Something tragic happened in Chicopee, Massachusetts last week.
Three drunk teenagers approached a private house, and one of them, a 15-year-old boy, began banging on the door. The homeowner tried to speak with him through the closed door, but the boy’s behavior caused someone within the house to call the police and report an attempted breaking and entering. Eventually the boy smashed a pane of glass, after which the homeowner, who had members of his family within the house, ended the assault on his home by firing one shot through the door, striking the drunken teenager, who later died.
This much we learn after reading to the end of the Post article, and the report provided by the local police department, hosted, oddly, on Facebook. But here is how the Post account begins:
Two [sic] teenagers were drinking in Chicopee, Mass., Saturday afternoon when they set off to find a friend, according to authorities. Whether it was the booze or the sheer similarity of the neighborhood’s low-slung homes, the teens somehow ended up at the wrong house.
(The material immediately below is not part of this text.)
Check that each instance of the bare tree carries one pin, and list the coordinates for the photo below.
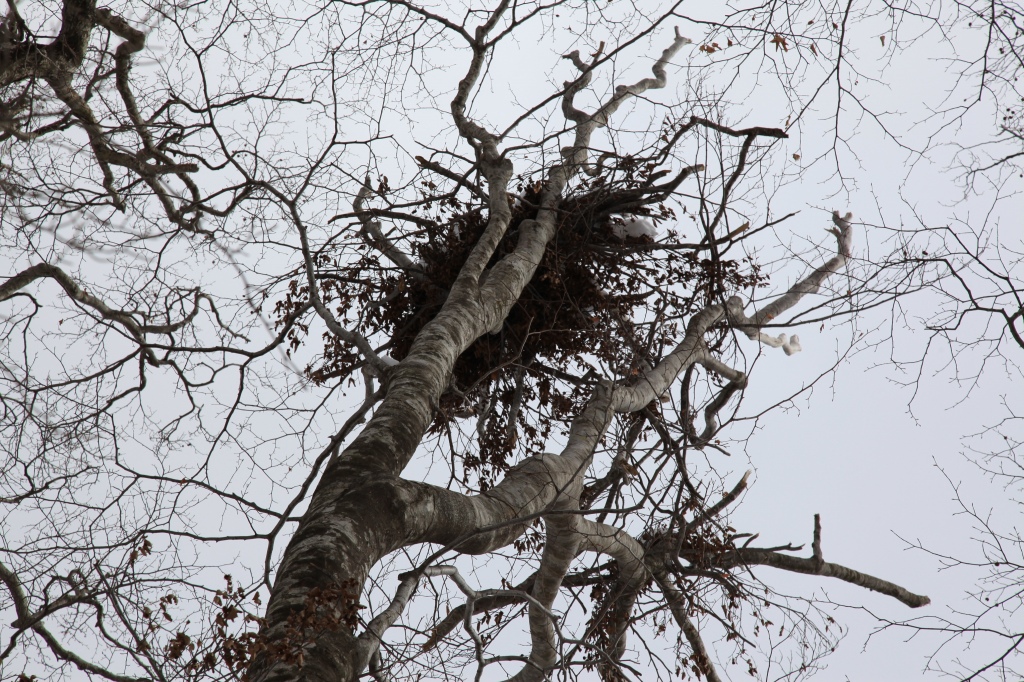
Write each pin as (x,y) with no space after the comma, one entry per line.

One of the teenagers, a 15-year-old boy, banged on the door.Suddenly, a gunshot rang out from inside the house, and the boy slumped on the porch with a bullet to his belly.
After this, the Post dwells for a while on these ominous details: the shooter was fond of the Bill of Rights to the U.S. Constitution, particularly the Second Amendment; and his Facebook page actually displays a picture of him aiming a gun.
After the terrifying portrait of this madman is complete, the Post article provides the salient details of the case: the smashed window, the call for help to the police, the family that the shooter was trying to protect.
These details are sandwiched between longer paragraphs quoting various people talking about the dangers of guns, etc.
The Washington Post knows what it’s doing, and what it is doing is not very attractive.
It is well known that most people, if they venture beyond a newspaper article’s headline, do not read past the first or second paragraph. The headline?
A teenager knocked on the wrong door. Now he’s dead, and the homeowner is accused of murder.
He “knocked” on the “wrong door”: the door belonging to someone so deranged and violent that he not only owns a gun, but is not ashamed of it, and thinks that other people might have the right to own guns, too.
The effect of the headline and the opening salvo of carefully edited information is to paint a picture of another gun nut who has wantonly murdered an innocent boy; of another death caused by the mere existence of guns in private hands. The Washington Post has twisted the details of this tragic event into a stealth editorial, in line with their overt editorial position on the politics of guns.
I wasn’t there, and do not know if the shooter had a legitimate fear for his life and the safety of his family. I also don’t take an absolutist position on either side of the gun issue.
But I think that anyone should object to being manipulated this way, regardless of their position on Second Amendment issues. And we should object, especially, to the Post’s eagerness to turn reporting on a tragedy into a crude piece of propaganda in support of its editorial position.